Which drug is used as a palliative treatment for a client with tumor-induced spinal cord compression? -Morphine Sulfate (Duromorph). -Ibuprofen (Advil). -Amitriptyline (Amitril). -Dexamethasone (Decadron)

-Dexamethasone (Decadron) Dexamethasone (D) is a palliative treatment modality to manage symptoms related to compression due to tumor growth. Morphine sulphate (A) is an opioid analgesic used in oncology to manage severe or intractable pain. Ibuprofen (B), a nonsteroidal antiinflammatory drug (NSAID), provides relief for mild to moderate pain, suppression of inflammation, and reduction of fever. Amitriptyline (C), a tricyclic antidepressant, is often prescribed for pain related to neuropathic origin and provides a reduction in opioid dosage.

A client with heart failure is being discharged with a new prescription for the angiotensin-converting enzyme (ACE) inhibitor captopril (Capoten).
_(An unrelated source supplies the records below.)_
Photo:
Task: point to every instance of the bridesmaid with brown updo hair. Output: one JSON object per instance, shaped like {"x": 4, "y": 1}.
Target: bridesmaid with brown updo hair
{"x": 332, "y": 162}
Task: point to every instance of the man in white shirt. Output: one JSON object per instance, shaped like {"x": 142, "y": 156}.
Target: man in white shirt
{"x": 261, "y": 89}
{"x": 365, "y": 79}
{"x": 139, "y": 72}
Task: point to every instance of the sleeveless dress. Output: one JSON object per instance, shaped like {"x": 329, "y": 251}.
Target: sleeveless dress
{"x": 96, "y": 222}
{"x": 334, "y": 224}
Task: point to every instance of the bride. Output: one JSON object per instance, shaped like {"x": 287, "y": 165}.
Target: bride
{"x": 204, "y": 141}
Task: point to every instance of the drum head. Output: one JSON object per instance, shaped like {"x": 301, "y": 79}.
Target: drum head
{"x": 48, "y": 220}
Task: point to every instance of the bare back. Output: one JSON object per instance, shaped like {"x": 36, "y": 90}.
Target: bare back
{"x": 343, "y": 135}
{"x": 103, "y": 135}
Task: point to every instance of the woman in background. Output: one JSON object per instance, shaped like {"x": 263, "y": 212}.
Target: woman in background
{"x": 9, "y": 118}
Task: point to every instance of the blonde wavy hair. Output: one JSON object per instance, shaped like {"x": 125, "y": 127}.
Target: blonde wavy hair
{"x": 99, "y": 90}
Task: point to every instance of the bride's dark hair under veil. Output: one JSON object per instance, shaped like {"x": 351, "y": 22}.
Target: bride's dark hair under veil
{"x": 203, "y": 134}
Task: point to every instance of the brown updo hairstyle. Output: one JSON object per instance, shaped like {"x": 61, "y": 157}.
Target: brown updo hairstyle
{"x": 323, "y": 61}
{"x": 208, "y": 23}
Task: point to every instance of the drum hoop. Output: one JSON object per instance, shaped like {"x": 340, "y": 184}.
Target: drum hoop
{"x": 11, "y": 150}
The nurse's discharge instructions should include reporting which problem to the healthcare provider? -Weight loss. -Dizziness. -Muscle cramps. -Dry mucous membranes

-Dizziness Angiotensin-converting enzyme (ACE) inhibitors are used in heart failure to reduce afterload by reversing vasoconstriction common in heart failure. This vasodilation can cause hypotension and resultant dizziness. Weight loss is desired if fluid overload is present, and may occur as the result of effective combination drug therapy such as diuretics with ACE inhibitors. It does not require reporting to the healthcare provider. Unlike ACE inhibitors, diuretics may result in hypokalemia and excessive diuretic administration may result in fluid volume deficit manifested by symptoms of dehydration.

A client is experiencing anaphylaxis from an insect sting. Which medication should the nurse administer? -Dopamine. -Ephedrine. -Epinephrine. -Diphenhydramine.

-Epinephrine. Epinephrine is an adrenergic agent that stimulates beta receptors to increase cardiac automaticity in cardiac arrest and relax bronchospasms in anaphylaxis. Epinephrine is the medication of choice in treating anaphylaxis.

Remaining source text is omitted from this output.